After 10 days in San Juanico, surfing twice a day most every day, the ocean is on my mind. Meditation is also on my mind. I’m still practicing both. I’ve progressed from having no idea what I’m doing to having a little bit of an idea. And having just a bit of an idea is tough. What the mind logically knows, the body cannot yet perform. There’s one thing that will help me improve from here on out, and that’s more time in the water, and more time on my mat.
The Wave Machine
It’s a beautiful break down here. When the swell hits just right, the wave is consistent, and it feels like being on a treadmill of surf. On a recent lucky morning, I fell into the sweetest of rhythms. I’d catch the smallest of the first few waves of the set, enjoy a long ride and a chance to figure a few things out, paddle back on the outside, then arrive at the point with time to catch my breath. Repeat. The wave was the same each time. I worked on my take off, practiced my turns, took mental notes and felt improvement with each ride. Pure paradise.
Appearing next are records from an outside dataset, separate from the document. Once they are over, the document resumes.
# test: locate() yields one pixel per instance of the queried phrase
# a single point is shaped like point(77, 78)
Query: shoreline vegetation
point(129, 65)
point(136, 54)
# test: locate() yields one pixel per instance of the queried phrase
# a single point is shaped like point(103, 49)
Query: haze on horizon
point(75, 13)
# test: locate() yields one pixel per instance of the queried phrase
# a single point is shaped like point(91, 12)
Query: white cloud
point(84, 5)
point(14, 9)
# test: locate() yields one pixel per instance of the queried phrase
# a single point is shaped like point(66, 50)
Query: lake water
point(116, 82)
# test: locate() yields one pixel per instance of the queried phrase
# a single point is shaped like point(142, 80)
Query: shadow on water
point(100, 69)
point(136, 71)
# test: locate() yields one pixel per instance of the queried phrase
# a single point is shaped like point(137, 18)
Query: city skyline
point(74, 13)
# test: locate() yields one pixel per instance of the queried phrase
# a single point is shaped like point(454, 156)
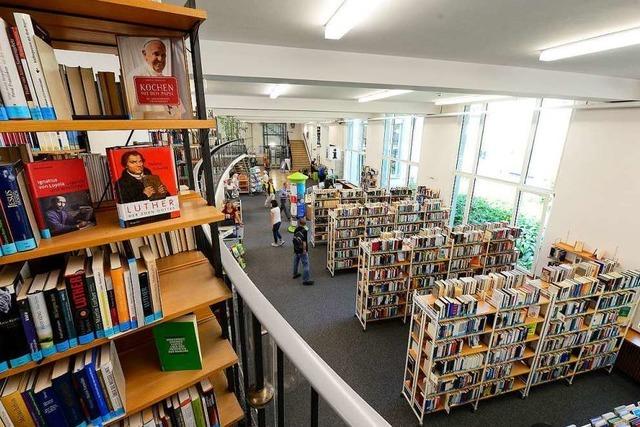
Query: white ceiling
point(504, 32)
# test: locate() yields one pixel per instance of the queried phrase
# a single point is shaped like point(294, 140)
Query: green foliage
point(483, 210)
It’s not always that way. The tide changed, and with it, the shape of the wave. The rhythm I’d found was lost. I had to learn a new angle of take-off, I had to wait in a different spot, I had to stand up quicker, turn right harder. My brain knew that, but my body couldn’t perform. Things happened too fast. I fell more often than not. I got stuck on the inside. I got slammed by the whitewater. I tasted the ocean in the back of my throat.
But there will be another wave, an opportunity to try once more. Never go in on a bad one, they say. Stay for one more wave.
Habituation
In meditation, I’m equally attempting to stay in the pocket, to ride that sweet spot of awareness without conceptualization, open spaciousness without spacing out. I have an idea of where the mind should be, I have not yet perfected the action of staying there. I fall more often than not.
The good news is, there’s always another set. Another wave comes through, a chance to play with the thought and to choose. Let it go? Stay? Can you simply slice through? There’s a continuous process of navigation, of playing with the awareness of where you are. I can sometimes see that sweet spot in my peripheral, but I’m still learning when and how to speed up, to slow down.
I could pay for another lesson, I could read another book, I could ask more questions. But right now, the teacher is the practice, and it’s the time playing on the waves, or sitting on my mat, that will help me progress.
Never go in on a bad one, they say. Stay for one more round of breath.